Lumbar lordosis and range of motion in patients with LSTV and control group.

	S1-endplate to L1 upper endplate			Segmental wedge angle
	LSTV Mean (SD)	Control Mean (SD)	p-value	LSTV Mean (SD)	Control Mean (SD)	p-value
Lumbar lordosis [°]	43.7 (±7.2)	43.8 (±11.6)	0.875	43.7 (±7.2)	43.8 (±11.6)	0.875
RoM flexion [°]	32.0 (±16.5)	44.1 (±19.2)	0.083	20.5 (±9.4)	30.7 (±13.5)	0.017
RoM extension [°]	5.3 (±8.2)	8.0 (±8.6)	0.426	13.4 (±5.0)	15.0 (±6.8)	0.535
Lumbar RoM [°]	37.3 (±19.2)	52.1 (±20.5)	0.065	33.9 (±11.0)	45.8 (±14.8)	0.022

In Table 2 the mean and standard deviation of lumbar lordosis in upright standing position, ventral flexion, dorsal extension is presented of patients with LSTV and control group. The lumbar range of motion was calculated as the sum of extension and flexion. The lumbar lordosis, flexion and extension of the lumbar wedge angles was calculated as the sum of movement in each lumbar disc. SD = standard deviation, RoM = range of motion. Level of significance was set at 0.05.

Segmental mobility

Patients with LSTV showed significantly reduced motion between the transitional segment and the segment L5/S1 (RoM L5/S1) compared to the control group looking at the movement from disc deformation measured as the segmental wedge angle (p<0.001). This reduced segmental RoM resulted for segmental wedge angle from significantly reduced ventral flexion (p = 0.007) as well as dorsal extension (p = 0.001).
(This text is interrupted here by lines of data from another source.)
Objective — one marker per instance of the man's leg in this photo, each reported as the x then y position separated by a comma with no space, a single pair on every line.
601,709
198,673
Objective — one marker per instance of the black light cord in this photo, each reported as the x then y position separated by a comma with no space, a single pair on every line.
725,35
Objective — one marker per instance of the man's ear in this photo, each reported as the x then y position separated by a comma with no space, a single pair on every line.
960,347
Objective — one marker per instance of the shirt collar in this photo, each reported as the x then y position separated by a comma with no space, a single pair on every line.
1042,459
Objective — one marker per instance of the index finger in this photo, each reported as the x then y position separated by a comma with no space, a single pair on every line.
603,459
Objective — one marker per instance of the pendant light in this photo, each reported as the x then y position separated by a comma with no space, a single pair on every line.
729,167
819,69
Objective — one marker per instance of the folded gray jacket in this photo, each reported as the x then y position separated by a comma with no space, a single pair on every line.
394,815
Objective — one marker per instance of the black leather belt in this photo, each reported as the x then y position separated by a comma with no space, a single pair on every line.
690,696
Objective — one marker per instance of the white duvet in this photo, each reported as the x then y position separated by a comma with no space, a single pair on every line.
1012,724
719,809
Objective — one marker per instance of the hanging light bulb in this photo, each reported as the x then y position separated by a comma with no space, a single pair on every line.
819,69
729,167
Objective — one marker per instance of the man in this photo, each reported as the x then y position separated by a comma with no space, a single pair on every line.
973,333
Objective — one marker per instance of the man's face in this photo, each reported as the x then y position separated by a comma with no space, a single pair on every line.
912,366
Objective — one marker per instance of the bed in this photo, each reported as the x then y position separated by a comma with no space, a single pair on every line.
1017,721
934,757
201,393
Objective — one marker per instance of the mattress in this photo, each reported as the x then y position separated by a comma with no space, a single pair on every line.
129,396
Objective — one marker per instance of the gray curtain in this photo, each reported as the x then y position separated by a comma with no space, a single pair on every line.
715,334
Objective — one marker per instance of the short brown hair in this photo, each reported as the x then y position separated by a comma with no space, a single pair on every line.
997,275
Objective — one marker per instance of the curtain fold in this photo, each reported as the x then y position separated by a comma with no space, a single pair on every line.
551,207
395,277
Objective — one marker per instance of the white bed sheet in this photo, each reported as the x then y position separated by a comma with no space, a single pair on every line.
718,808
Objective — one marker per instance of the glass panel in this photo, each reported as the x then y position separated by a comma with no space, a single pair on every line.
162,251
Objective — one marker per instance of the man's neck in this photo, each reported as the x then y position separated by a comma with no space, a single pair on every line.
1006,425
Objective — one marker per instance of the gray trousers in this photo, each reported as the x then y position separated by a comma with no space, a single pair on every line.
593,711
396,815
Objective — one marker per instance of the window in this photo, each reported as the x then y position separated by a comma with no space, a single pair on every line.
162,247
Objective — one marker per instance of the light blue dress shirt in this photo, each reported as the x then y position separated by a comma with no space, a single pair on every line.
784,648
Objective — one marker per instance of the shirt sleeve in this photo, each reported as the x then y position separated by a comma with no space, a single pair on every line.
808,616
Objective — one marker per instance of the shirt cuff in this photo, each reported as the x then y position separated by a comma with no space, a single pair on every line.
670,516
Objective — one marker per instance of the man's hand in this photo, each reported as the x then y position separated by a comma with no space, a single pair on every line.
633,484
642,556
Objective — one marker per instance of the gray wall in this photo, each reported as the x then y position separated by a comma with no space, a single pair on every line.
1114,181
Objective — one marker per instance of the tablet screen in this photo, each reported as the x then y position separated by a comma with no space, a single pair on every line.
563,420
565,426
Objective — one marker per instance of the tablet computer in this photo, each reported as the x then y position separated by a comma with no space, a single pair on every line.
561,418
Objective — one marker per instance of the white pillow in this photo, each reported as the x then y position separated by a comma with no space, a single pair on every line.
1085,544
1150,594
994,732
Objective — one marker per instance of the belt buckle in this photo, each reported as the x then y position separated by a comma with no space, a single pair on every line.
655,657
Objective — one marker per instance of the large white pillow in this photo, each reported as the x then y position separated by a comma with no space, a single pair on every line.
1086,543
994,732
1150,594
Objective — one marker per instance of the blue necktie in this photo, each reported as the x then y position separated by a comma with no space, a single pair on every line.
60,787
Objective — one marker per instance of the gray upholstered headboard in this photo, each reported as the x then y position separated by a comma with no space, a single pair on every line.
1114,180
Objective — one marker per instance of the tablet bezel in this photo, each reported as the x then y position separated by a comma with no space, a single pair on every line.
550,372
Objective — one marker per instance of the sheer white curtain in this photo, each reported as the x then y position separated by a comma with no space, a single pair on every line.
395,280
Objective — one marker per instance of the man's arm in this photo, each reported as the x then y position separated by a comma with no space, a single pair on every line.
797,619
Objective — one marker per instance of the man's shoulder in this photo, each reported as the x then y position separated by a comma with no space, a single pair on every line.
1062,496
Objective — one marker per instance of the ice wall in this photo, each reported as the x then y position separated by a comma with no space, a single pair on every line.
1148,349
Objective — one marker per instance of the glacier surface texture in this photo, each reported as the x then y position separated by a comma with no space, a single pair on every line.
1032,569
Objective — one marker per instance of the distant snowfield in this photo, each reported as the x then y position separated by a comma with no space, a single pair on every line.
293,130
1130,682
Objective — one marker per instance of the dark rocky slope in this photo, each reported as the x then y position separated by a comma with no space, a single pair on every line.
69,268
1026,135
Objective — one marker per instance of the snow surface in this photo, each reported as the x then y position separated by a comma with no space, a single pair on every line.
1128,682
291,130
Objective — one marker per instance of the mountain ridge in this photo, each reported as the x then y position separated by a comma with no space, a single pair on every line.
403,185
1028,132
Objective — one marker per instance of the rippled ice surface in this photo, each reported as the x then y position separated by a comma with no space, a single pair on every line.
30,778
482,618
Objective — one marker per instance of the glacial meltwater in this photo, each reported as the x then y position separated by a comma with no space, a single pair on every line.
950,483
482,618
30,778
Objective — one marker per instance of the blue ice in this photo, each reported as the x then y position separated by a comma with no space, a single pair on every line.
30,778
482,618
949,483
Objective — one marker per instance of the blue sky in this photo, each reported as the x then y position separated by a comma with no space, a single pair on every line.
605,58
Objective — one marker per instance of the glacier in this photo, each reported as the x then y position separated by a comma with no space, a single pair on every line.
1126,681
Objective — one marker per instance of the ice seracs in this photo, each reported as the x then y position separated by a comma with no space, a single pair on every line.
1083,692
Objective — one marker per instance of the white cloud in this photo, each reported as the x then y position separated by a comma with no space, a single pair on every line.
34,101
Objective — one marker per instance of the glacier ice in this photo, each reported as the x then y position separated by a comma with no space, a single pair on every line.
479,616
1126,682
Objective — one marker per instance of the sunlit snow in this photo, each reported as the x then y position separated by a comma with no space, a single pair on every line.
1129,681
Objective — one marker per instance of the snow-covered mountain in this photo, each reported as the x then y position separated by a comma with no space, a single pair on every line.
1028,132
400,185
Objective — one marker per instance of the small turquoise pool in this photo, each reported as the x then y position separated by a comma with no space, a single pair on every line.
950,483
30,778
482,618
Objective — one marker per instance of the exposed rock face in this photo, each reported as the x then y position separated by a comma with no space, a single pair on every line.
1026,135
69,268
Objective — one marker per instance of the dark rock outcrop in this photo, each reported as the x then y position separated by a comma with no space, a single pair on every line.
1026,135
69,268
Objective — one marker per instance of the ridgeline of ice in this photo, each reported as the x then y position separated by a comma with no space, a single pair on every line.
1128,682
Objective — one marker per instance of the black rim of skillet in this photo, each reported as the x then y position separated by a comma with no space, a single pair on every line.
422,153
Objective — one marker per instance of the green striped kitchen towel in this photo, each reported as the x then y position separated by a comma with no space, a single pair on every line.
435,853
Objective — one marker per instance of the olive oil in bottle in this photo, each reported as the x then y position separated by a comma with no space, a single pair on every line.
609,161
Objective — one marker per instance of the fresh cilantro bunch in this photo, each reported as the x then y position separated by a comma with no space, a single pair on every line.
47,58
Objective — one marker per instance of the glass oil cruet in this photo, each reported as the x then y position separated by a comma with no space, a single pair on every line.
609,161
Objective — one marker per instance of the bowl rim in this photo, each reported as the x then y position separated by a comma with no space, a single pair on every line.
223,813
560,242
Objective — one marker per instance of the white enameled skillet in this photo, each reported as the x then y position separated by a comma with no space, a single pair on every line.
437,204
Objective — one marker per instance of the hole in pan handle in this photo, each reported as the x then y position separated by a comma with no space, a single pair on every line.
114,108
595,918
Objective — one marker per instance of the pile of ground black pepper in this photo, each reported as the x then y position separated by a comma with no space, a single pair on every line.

Looking at the segmental lordosis angle a reduced RoM in the transitional segment compared to control group was also detected (p = 0.035). For segmental lordosis angle the reduced RoM mainly resulted of significantly reduced dorsal extension (p = 0.043) whereas ventral flexion (p = 0.068) presented insignificant differences.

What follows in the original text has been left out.